Nowy śmiercionośny dopalacz zabija na Śląsku
Na rynku pojawił się nowy śmiercionośny dopalacz - środek nie został uwzględniony jeszcze na liście substancji zakazanych. Prawdopodobnie właśnie po jego zażyciu zmarł jeden mężczyzna, a dwóch innych trafiło do szpitala w Mikołowie na Śląsku.

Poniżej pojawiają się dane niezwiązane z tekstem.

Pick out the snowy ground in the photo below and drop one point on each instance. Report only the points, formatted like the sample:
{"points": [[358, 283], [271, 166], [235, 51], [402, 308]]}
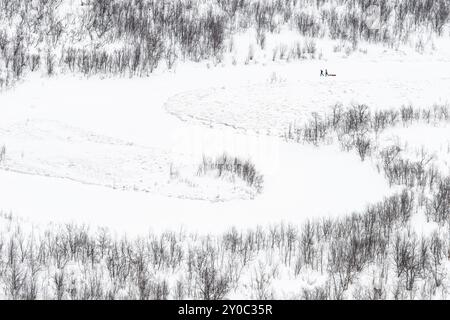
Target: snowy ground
{"points": [[124, 153]]}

- Jeden mężczyzna trafił z zaburzeniami świadomości i nawracającymi epizodami drgawkowymi. Wystąpiły u niego objawy uszkodzenia nerek i mięśni - mówi Tomasz Kłopotowski, ordynator Regionalnego Ośrodka Ostrych Zatruć i Oddziału Toksykologii Klinicznej w Mikołowie. - U drugiego dominowały cechy niewydolności oddechowej. Ten pacjent wymagał oddechu zastępczego respiratorem - dodaje.
- To nowy rodzaj substancji psychotropowej - mówi Magdalena Wiśniewska z policji w Mikołowie.
Główny Inspektorat Sanitarny już pracuje nad zgromadzeniem niezbędnej dokumentacji, by niebezpieczną substancję wprowadzić na czarną listę. Śląski Sanepid zapowiada też szereg kontroli w miejscach, gdzie te dopalacze mogą być sprzedawane.